By pursuing a restraining order against members of Black Lives Matter, Mall of America has just guaranteed that the eyes of the country will be watching the inevitable confrontation on the day before Christmas Eve.
Black Lives Matter, which has staged peaceful and effective demonstrations across the country, plans to have a rally on Wednesday to draw attention to the November 15 killing of Jamar Clark by police in North Minneapolis. Authorities have refused to release the video of the event.
Our right to free speech and assembly, the first right guaranteed in the Bills of Rights, is the cornerstone of our liberty. It is what set America apart at our founding. It’s what makes us free and allows us to speak freely and criticize our government.
That right has seldom been more important that it has been during the past few years. Social media has added a vibrancy and complexity to the American people’s collective voice, and we have heard that voice call for us to finish the efforts for true civil rights — work that’s been stalled for some 40 or more years.
And the message of Black Lives Matter — the idea that our society at large does not regard a black life with the same value as a white life — may very well be the most important and relevant message that Americans need to hear.
Their right to peacefully demonstrate, whether at Rockefeller Center, the United Nations or the Mall of America, should not be restrained. The fact that Wednesday is one of the biggest shopping days of the year is of no consequence compared with their right to assemble.
Mall of America’s efforts to stop this demonstration is an arcane throwback to efforts to stymie the civil rights movement, and it promises to be wholly ineffective. A similar scene unfolded a year ago when Black Lives Matters protesters chose the mall to raise awareness of the deaths of Michael Brown in Ferguson and Eric Garner in New York. This year, the demonstration promises to be more personal, as it is a hometown death.
Black Lives Matter organizer Miski Noor has said that a restraining order will not stop the group from protesting.
What the restraining order could do, however, is make a criminal of every civil rights demonstrator who attends the protest. I’m not sure the owners of Mall of America have thought through what it will look like if police in riot gear show up to their mall two days before Christmas to arrest peaceful protesters.
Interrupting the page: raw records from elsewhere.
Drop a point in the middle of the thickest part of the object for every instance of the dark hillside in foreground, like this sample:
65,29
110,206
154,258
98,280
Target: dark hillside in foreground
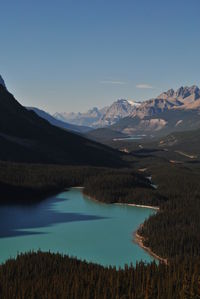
53,276
58,123
26,137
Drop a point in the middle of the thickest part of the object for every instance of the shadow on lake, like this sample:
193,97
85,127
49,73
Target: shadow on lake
16,219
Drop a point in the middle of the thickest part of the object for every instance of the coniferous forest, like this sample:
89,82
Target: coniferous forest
172,233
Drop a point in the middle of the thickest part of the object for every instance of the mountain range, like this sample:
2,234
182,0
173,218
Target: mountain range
26,137
59,123
173,110
99,118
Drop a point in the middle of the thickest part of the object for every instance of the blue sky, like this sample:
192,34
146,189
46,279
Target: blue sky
75,54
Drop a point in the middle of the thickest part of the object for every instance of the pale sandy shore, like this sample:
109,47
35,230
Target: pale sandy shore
138,206
140,241
137,238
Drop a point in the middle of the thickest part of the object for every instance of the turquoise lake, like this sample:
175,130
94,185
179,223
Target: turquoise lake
71,223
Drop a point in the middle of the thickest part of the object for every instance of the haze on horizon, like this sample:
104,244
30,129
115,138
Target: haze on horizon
73,55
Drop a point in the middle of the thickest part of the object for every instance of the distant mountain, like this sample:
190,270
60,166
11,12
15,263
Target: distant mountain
52,120
118,110
171,111
104,135
89,118
26,137
2,82
98,118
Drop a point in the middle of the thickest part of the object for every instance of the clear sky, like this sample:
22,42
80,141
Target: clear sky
75,54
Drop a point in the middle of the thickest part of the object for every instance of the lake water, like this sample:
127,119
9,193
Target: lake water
72,224
135,137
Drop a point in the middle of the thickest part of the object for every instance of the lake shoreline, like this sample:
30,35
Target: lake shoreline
137,238
138,205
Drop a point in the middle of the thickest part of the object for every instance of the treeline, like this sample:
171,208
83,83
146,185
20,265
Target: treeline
177,225
20,181
123,186
52,276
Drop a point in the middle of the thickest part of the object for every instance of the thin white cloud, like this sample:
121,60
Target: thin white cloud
112,82
144,86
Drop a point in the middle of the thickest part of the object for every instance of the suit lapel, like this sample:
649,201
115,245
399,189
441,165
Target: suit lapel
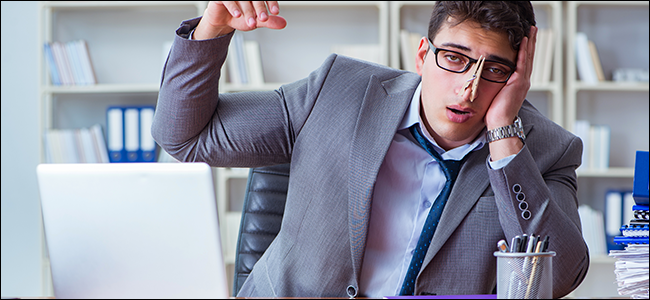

They should have responded with open arms to those with such an important message, not with an outstretched arm holding a court order.
With all the publicity this request for a restraining order has drawn, there will likely be hundreds more protesters than there would have been otherwise. And more news crews, too.
Soon the stage will be set. Restraining order or not, on the day before Christmas Eve, protesters will assemble at the Mall of America; there will be cameras; and millions will be watching.
What happens next will tell us volumes about who we are as a society and how much further we have to go to achieve the dream of true equality.